Is there such a thing as a hospital that has a leadership track for nurses? If more hospitals had one, maybe there wouldn’t be so many Director and Manager positions posted on the job boards!
Is the only way to get a leadership job to go back to school to get a Masters in Nursing? I personally don’t think that having an MSN qualifies a person as a leader. There’s more to being a leader than having another degree behind your name.
You have to know how to talk with people, be able to conduct conflict resolution, understand how to interpret various reports, and be brave enough to stand up – professionally, of course – to other leaders for your staff or for what’s right.
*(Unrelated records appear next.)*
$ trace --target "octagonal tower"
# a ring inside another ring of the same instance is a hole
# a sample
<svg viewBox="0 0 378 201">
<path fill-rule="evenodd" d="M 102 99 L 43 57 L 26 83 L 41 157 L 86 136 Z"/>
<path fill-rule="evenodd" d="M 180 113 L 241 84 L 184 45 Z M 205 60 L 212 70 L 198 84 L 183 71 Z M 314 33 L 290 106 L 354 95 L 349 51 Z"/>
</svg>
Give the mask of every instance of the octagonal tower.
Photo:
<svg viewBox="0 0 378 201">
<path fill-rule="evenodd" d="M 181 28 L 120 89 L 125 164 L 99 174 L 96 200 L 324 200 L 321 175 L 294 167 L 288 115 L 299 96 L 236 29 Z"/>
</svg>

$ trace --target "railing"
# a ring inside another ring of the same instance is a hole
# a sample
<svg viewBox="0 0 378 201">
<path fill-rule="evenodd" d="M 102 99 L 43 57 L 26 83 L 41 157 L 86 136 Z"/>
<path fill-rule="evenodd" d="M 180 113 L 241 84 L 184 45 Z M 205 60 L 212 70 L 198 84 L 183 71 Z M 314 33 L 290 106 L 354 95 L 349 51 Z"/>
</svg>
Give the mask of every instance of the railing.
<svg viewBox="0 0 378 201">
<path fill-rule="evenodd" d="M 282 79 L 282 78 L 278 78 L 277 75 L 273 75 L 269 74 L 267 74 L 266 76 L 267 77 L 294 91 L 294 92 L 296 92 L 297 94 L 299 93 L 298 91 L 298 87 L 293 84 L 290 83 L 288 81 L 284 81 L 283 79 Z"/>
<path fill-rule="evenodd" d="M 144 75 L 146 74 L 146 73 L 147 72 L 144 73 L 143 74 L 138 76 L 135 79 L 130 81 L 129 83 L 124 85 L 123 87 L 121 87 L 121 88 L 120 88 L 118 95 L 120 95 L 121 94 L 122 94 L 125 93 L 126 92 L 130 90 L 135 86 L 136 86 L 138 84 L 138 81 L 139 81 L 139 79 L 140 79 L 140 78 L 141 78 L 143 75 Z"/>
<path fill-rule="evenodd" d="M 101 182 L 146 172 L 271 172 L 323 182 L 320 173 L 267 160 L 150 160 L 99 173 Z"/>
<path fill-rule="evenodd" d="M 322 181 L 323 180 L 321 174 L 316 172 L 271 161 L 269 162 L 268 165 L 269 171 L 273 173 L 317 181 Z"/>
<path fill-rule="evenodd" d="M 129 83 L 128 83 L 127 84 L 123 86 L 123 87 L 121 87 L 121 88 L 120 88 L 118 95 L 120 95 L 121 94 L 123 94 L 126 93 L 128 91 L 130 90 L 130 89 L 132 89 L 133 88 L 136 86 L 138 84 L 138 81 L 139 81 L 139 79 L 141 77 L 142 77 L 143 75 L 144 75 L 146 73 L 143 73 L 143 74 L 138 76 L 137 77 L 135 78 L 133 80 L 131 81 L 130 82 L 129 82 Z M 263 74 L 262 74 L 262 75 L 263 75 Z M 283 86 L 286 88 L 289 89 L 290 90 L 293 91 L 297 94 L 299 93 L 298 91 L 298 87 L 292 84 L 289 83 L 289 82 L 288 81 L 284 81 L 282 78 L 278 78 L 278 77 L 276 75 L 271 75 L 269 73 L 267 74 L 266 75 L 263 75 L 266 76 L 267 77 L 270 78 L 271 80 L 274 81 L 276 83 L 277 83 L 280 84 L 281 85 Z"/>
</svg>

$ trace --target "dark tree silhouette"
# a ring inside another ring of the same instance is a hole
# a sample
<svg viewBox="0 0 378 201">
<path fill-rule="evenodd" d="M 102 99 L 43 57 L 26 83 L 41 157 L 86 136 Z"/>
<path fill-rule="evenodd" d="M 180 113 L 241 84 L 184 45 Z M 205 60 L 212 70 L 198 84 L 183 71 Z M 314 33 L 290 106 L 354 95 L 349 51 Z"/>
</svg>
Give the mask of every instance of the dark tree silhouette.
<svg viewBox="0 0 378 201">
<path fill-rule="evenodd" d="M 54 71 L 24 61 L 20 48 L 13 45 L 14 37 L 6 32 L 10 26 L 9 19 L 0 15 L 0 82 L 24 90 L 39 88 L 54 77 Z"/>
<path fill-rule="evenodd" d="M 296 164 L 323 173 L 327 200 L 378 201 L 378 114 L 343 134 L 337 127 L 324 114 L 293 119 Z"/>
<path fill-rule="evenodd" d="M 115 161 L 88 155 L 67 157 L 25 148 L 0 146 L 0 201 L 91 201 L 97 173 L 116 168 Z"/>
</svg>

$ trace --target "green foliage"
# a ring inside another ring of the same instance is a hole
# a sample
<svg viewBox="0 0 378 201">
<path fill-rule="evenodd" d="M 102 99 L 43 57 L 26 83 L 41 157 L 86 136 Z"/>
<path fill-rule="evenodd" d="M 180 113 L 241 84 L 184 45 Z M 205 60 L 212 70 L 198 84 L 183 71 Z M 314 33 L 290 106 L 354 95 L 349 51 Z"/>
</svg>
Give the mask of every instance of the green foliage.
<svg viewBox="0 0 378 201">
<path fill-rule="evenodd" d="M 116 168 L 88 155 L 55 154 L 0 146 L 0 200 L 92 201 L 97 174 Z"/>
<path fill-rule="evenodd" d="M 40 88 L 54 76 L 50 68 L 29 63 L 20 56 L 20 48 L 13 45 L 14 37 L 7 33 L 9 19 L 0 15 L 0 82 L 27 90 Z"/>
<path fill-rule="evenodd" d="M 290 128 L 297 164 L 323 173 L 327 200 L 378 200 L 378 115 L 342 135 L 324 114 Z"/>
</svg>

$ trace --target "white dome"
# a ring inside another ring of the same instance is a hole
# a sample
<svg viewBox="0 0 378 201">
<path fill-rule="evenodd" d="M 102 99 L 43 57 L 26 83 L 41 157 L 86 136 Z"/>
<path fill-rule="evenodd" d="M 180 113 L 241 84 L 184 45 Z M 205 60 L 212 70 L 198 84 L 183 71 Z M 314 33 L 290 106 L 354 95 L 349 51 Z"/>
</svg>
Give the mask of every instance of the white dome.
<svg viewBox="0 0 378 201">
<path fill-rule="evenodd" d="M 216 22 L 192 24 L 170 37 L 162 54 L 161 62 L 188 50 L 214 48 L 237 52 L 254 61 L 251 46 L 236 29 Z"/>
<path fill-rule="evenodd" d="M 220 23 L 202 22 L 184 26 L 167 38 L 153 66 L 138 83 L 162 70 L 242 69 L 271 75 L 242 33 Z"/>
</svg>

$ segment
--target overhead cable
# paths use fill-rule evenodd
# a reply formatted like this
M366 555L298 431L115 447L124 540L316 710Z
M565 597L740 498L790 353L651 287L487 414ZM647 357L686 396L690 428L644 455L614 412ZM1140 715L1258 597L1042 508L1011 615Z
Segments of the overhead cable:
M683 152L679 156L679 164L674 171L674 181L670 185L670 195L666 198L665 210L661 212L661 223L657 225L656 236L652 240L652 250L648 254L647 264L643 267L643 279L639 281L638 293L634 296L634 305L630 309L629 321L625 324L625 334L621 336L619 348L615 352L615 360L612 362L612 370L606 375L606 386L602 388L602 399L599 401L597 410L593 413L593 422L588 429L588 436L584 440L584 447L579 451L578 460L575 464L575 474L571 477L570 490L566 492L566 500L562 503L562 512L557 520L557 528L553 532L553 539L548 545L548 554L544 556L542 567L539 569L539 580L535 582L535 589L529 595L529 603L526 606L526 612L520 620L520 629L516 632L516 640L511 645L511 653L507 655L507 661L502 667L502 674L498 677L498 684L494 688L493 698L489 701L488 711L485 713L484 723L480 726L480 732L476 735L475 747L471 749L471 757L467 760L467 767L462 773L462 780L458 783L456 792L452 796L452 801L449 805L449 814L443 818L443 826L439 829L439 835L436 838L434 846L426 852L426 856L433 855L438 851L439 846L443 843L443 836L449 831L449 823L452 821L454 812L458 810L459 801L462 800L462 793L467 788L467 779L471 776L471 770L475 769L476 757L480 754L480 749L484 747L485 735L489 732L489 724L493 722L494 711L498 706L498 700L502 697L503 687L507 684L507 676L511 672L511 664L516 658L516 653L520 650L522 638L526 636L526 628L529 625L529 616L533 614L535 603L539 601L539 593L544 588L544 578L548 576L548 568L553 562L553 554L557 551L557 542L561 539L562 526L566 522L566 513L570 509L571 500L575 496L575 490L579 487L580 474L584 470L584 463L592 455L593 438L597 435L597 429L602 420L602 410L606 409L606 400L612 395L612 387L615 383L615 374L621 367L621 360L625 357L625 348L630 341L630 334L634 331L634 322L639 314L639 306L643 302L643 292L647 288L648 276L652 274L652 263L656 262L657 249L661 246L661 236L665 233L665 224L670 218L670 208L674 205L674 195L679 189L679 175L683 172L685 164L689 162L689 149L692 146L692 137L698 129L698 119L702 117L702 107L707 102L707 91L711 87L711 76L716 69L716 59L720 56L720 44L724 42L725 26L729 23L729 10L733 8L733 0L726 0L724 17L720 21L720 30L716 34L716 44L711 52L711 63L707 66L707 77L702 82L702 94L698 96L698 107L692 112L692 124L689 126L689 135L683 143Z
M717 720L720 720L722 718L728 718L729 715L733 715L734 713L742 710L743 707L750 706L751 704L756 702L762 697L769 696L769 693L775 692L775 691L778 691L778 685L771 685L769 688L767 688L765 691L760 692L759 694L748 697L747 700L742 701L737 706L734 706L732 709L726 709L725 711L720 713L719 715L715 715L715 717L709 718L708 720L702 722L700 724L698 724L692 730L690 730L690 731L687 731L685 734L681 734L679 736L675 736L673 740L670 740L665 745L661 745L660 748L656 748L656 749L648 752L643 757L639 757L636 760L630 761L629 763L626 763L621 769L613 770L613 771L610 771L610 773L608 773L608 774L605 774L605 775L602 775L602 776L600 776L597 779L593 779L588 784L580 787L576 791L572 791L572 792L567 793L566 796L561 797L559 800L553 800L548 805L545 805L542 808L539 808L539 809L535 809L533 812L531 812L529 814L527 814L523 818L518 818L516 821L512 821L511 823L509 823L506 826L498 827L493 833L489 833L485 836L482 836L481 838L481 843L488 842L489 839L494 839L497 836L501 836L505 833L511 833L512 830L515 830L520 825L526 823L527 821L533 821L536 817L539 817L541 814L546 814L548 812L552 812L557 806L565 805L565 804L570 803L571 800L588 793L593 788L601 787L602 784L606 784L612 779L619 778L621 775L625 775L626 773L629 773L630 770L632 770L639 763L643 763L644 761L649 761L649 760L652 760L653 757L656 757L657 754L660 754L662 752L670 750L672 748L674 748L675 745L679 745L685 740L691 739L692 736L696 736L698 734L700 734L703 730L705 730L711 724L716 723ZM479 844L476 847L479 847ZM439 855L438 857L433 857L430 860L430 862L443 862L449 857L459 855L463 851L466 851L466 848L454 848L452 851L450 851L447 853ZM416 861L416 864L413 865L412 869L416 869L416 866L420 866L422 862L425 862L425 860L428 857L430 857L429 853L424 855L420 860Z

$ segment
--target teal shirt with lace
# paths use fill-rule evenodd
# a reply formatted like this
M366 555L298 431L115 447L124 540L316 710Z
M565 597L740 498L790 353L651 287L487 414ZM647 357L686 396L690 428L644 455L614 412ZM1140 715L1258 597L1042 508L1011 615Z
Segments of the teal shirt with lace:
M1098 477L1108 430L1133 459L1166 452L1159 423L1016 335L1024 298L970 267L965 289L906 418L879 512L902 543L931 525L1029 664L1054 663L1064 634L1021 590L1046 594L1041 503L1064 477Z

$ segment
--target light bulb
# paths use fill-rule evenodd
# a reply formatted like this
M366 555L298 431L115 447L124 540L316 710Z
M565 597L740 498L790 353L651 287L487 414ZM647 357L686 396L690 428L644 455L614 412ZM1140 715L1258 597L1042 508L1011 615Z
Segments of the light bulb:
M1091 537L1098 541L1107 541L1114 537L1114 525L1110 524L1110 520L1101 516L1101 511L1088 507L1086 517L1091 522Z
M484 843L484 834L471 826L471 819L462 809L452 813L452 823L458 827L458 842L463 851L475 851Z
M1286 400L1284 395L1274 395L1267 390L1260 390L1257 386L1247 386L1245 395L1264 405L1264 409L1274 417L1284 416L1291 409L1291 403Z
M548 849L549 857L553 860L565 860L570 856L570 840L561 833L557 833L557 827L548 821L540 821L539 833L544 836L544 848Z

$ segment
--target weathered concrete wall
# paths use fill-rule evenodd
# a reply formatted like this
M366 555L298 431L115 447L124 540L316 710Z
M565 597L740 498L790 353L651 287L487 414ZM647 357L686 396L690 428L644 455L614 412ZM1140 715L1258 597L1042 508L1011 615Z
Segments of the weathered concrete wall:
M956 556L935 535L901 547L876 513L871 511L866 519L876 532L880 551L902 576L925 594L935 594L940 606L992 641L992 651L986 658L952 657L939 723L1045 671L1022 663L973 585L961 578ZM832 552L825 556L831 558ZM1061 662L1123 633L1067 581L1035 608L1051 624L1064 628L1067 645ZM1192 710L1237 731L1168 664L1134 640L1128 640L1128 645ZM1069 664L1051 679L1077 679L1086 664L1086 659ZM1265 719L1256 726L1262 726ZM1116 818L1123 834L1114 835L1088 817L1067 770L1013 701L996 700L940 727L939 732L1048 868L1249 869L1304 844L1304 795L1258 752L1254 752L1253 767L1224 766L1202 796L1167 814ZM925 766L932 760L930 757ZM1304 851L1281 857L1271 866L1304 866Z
Let’s face it, there are some things that a Masters program just doesn’t cover.
How can nurses participate in unit committees when there is short staffing in the OR? It’s a difficult task to figure out staffing for lunch relief and change of shift in a busy surgical unit. What more if we added professional development to the list? Yikes! I think our charge nurse would have a coronary.
I’ve been talking to a very reputable institution in the heart of Big City. They don’t have a leadership track in place, however, they do support their surgical RN’s in advanced learning. Whether I would pursue a masters degree in nursing, an advanced nursing certification (like RNFA), or take a computer skills class, this facility tells me that they would do their best to work with me. Sounds like the opportunity I’ve been waiting for…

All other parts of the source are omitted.